Zulipiye Yusupujiang

Docteurs récents

Status : PhD student

Address :

LLF, CNRS – UMR 7110
Université Paris Diderot-Paris 7
Case 7031 – 5, rue Thomas Mann,
75205 Paris cedex 13

E-mail : mhyvcvlr.lhfhchwvnat@yvathvfg.havi-cnevf-qvqrebg.se

Thèse

Title : Characterizing the Response Space of Questions in Dialogue across Languages

Supervision :
  Jonathan Ginzburg

PhD Defense : 2024-05-15

Inscription : 2019 à Paris Cité

Jury :

  • David TRAUM (Rapporteur), Institute for Creative Technologies (ICT), University of Southern California (USC)
  • Claire GARDENT (Rapportrice), Université de Lorraine
  • Abdurishid YAKUP (Examinateur), Berlin-Brandenburgische Akademie der Wissenschaften
  • Heather Susan BURNETT (Examinatrice), Université Paris Cité
  • Jonathan GINZBURG (Directeur de thèse), Université Paris Cité

Abstract :

This thesis aims to develop a systematic classification of responses to questions in dialogues. We introduce a theoretically grounded and empirically tested response space taxonomy with nine unique response classes, providing a formal representation for each within a dialogical formal semantics framework. To evaluate our taxonomy across languages, we conducted a comparative study with Uyghur, a low-resource Turkic language with unique characteristics compared to English. Given the absence of a Uyghur dialogue corpus, we used an open-source customizable communication platform. This resulted in the creation of the first freely available Uyghur chat-based dialogue corpus (UgChDial), annotated with our response space taxonomy. Our comparative study of English and Uyghur responses to questions reveals a generally similar distribution of response classes in these two languages, with some exceptions. The taxonomy covered over 99.0% of the question-response pairs in both languages. Furthermore, we conducted preliminary investigations to automate the classification of the response space of questions in dialogues. We designed 26 features to capture the syntactic, semantic, and lexical characteristics of questions and responses. These features were then utilized to contrast the results of automatic classifications derived from traditional machine learning algorithms with the results obtained from a pre-trained large-scale BERT language model.
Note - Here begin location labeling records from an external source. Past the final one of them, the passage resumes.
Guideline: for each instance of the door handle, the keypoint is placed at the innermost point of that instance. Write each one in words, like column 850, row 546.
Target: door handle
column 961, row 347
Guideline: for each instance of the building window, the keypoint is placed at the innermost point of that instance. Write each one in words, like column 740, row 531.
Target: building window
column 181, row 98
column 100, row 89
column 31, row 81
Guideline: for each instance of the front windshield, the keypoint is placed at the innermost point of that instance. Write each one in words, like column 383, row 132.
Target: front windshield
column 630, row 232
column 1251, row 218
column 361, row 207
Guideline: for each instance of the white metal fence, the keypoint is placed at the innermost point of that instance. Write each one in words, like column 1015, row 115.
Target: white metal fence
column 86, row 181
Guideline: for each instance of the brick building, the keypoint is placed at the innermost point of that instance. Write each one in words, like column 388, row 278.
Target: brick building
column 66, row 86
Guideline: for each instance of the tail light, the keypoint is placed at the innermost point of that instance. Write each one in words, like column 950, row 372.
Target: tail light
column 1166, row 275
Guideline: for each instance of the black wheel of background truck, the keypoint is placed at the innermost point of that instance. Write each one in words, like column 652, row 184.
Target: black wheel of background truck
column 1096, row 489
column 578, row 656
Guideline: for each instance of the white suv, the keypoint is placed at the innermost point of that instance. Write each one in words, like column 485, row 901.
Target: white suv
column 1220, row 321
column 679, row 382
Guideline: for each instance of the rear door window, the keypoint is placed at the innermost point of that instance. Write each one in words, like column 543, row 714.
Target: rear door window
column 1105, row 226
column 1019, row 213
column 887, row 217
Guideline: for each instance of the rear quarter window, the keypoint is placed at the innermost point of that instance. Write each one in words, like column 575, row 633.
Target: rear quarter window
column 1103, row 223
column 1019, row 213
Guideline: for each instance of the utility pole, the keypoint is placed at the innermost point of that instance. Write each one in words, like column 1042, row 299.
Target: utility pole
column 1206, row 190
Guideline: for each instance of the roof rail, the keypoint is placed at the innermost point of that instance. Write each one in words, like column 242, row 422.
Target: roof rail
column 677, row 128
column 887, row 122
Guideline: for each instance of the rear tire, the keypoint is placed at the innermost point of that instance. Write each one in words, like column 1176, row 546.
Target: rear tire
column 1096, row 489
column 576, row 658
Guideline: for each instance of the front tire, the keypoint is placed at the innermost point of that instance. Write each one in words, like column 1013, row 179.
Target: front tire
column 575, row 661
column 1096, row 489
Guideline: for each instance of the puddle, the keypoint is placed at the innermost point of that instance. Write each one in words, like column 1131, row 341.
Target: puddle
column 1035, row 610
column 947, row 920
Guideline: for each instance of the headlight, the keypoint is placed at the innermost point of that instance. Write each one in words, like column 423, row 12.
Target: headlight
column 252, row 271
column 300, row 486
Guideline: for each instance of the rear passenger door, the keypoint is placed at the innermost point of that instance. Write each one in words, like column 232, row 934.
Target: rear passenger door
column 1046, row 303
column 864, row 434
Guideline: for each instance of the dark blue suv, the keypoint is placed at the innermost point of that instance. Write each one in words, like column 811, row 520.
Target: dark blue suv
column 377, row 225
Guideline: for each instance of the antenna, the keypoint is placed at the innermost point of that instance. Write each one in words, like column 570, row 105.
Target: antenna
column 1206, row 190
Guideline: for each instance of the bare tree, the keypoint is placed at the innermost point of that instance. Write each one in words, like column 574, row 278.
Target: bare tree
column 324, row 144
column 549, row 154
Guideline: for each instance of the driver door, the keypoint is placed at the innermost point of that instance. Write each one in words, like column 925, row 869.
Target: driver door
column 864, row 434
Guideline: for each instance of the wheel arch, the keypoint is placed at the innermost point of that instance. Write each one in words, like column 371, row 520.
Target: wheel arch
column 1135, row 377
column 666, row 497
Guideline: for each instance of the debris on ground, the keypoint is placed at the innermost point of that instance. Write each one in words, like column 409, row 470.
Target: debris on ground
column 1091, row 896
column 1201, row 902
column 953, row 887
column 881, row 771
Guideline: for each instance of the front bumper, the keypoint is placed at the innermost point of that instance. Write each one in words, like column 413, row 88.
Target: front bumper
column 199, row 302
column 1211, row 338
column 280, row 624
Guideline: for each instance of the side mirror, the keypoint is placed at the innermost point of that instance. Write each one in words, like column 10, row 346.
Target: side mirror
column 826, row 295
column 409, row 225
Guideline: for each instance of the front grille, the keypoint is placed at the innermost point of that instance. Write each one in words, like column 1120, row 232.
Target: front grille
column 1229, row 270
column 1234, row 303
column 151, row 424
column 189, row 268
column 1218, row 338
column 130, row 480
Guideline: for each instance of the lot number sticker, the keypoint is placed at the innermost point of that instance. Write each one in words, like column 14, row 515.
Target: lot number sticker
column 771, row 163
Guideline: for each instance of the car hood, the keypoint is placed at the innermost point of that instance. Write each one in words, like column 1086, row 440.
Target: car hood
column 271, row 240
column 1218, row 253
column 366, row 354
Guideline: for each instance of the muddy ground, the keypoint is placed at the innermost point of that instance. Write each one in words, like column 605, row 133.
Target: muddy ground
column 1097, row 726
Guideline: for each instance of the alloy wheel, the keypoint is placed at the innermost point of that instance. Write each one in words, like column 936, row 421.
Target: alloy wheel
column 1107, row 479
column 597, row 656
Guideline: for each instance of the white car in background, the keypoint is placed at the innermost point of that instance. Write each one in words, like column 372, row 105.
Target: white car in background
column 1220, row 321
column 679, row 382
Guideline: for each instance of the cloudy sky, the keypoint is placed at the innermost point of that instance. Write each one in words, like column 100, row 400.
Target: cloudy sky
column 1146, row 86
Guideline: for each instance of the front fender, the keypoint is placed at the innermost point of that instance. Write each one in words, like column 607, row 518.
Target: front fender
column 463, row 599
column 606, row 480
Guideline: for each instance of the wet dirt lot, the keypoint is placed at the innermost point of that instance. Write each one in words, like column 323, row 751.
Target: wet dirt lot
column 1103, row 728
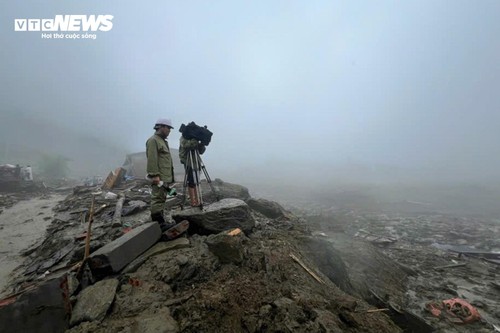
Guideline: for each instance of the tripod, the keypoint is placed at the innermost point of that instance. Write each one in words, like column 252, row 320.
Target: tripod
column 194, row 164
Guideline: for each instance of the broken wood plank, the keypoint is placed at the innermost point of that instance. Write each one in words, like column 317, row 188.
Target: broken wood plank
column 117, row 217
column 451, row 266
column 316, row 277
column 373, row 310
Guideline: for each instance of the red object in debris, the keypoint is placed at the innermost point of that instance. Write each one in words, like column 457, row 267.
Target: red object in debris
column 456, row 308
column 81, row 237
column 134, row 282
column 462, row 309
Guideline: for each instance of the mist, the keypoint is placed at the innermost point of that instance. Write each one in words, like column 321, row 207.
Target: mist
column 324, row 94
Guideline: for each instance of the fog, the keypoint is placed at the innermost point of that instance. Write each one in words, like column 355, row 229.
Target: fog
column 295, row 92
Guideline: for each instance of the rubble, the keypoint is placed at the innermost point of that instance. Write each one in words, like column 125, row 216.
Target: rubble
column 228, row 247
column 93, row 302
column 250, row 265
column 219, row 216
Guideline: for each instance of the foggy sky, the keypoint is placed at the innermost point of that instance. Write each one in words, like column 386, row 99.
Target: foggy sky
column 291, row 84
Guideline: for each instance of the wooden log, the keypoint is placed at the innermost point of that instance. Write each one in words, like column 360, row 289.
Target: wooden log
column 308, row 270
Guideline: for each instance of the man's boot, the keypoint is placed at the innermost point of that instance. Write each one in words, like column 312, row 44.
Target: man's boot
column 193, row 196
column 158, row 217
This thesis also tackles the challenge of interpreting indirect answers to various wh-questions. We constructed a unique corpus of such responses in English, believed to be the first of its kind, and conducted a preliminary study on generating these responses using the pre-trained generative language model, DialoGPT. Our findings suggest that this task poses significant challenges for models like GPT, due to the complex and inference-heavy nature of indirect answers.